Peng Shuai has been missing since Nov. 2 when she alleged on Weibo, Chinese social media, that the country’s former vice-premier Zhang Gaoli sexually assaulted her.
International pressure was only growing as state media tried to calm down the situation with seemingly stage-managed videos until the IOC released a picture on Sunday which showed its director Thomas Bach purportedly talking to a screen with smiling Shuai on it. The IOC claimed she requested privacy.
But as HRW noticed, the IOC was acting in “complicity” with China’s human rights abuses and value the Games more than the welfare of athletes, Reuters added from Richardson’s talk.
She said the video call claim indicated Thomas Bach decided “to walk back her [Shuai’s] claims of sexual assault, rather than figuring doing everything in his and the organization’s power to call that out and make sure that she is afforded the support and investigation and prosecution that may well be warranted.”
In a statement released Monday, Nov. 22, the HRW already cast doubts on the legitimacy of the video conversation between the IOC and Shuai.
“The IOC did not explain how the video call with Peng had been organized, given the difficulties other concerned parties have had reaching her,” it said.
Regarding the stage-managed videos released by Chinese state media, the HRW was not surprised with Beijing’s tactics in silencing those it found problematic to its government, which is ready to use “extralegal forms of detention and torture, and publishes forced confessions to make dubious cases appear legitimate.”
“After fleeing China or being released from detention, some former detainees recanted statements they were forced to make on camera,” the group said.
The IOC has long been an unfavorable name among human rights activists for ignoring boycott calls and allowing its major sports event to be hosted in Beijing.
The 2008 Beijing Olympics was proven to be an opportunity for the Communist government to whitewash its genocide practices under international watch.
It was around the time that the world came to know the regime was committing forced organ harvesting against religious groups, such as Falun Gong practitioners, Tibet Buddhist disciples, and Christians, in addition to minority groups.
Over the 2022 Beijing Olympic event, Sen.
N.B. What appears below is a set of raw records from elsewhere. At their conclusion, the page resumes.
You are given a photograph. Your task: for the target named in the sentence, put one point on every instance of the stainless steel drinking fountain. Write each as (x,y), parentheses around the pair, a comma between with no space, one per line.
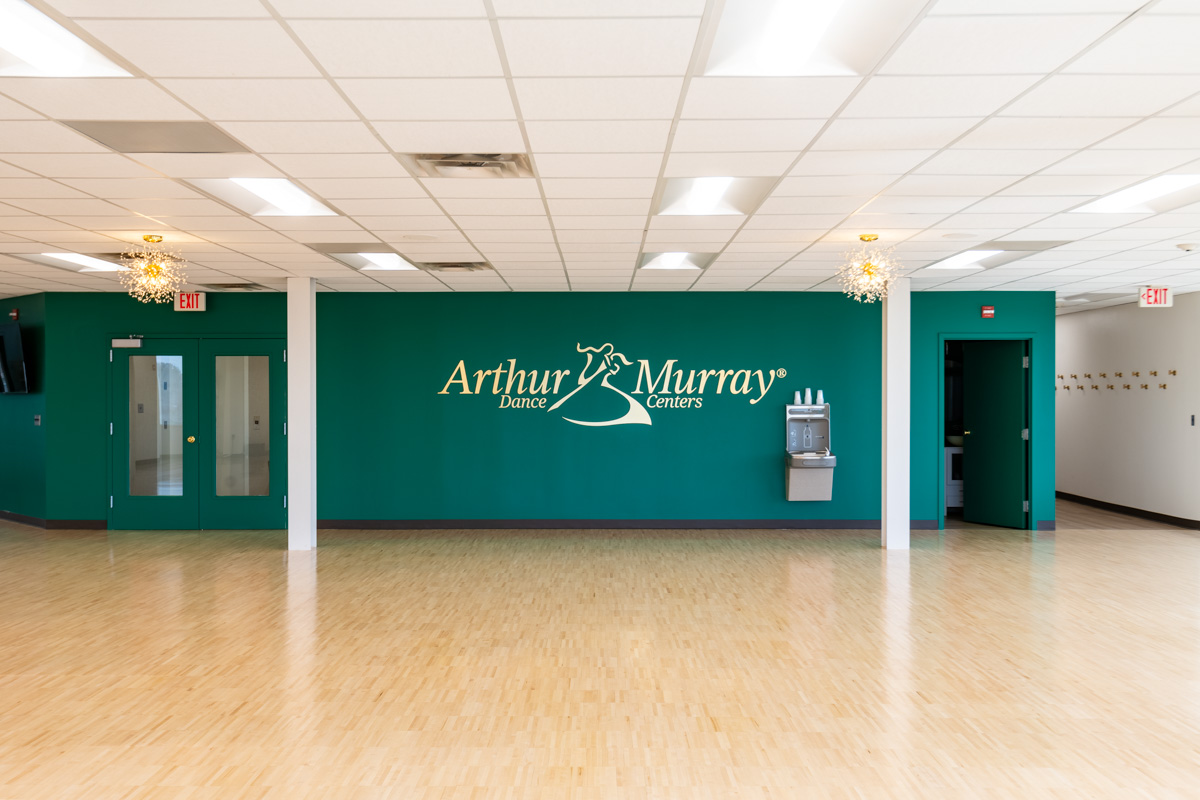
(809,465)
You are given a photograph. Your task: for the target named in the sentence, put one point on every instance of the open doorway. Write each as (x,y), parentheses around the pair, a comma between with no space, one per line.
(985,414)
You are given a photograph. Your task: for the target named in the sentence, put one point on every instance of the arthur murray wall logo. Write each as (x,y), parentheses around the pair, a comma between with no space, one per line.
(595,391)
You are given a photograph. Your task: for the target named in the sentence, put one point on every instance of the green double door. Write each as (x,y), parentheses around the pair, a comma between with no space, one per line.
(198,434)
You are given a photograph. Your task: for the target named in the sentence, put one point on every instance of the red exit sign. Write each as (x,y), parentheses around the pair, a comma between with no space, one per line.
(1156,298)
(190,301)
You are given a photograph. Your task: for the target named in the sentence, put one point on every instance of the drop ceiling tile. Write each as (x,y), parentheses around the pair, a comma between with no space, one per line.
(975,96)
(637,164)
(309,137)
(130,187)
(1147,44)
(381,8)
(364,187)
(892,133)
(599,136)
(205,48)
(600,206)
(379,206)
(743,136)
(766,98)
(738,164)
(96,98)
(862,162)
(960,161)
(1176,132)
(22,136)
(453,137)
(598,98)
(209,164)
(300,98)
(430,98)
(996,44)
(1043,133)
(340,166)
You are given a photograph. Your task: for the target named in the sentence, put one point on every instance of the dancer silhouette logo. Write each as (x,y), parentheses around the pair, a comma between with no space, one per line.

Tom Cotton (R-Ark.) has warned that the Chinese government may again execute the exit bans on foreign nationals, including Americans, to pressure international governments for their political or economic gains. It is a concern that the Canadian government also acknowledged.
Meanwhile, the IOC exhibited a lighthearted role in addressing Beijing’s practices against humans throughout ongoing pressure to pull the Olympics off China.
“We are not a world government. We have to respect the sovereignty of the countries who are hosting the games,” said IOC Vice President John Coates in October when asked about the treatment of the Uighur minority.
“We have no ability to go into a country and tell them what to do… it’s not our remit,” he added.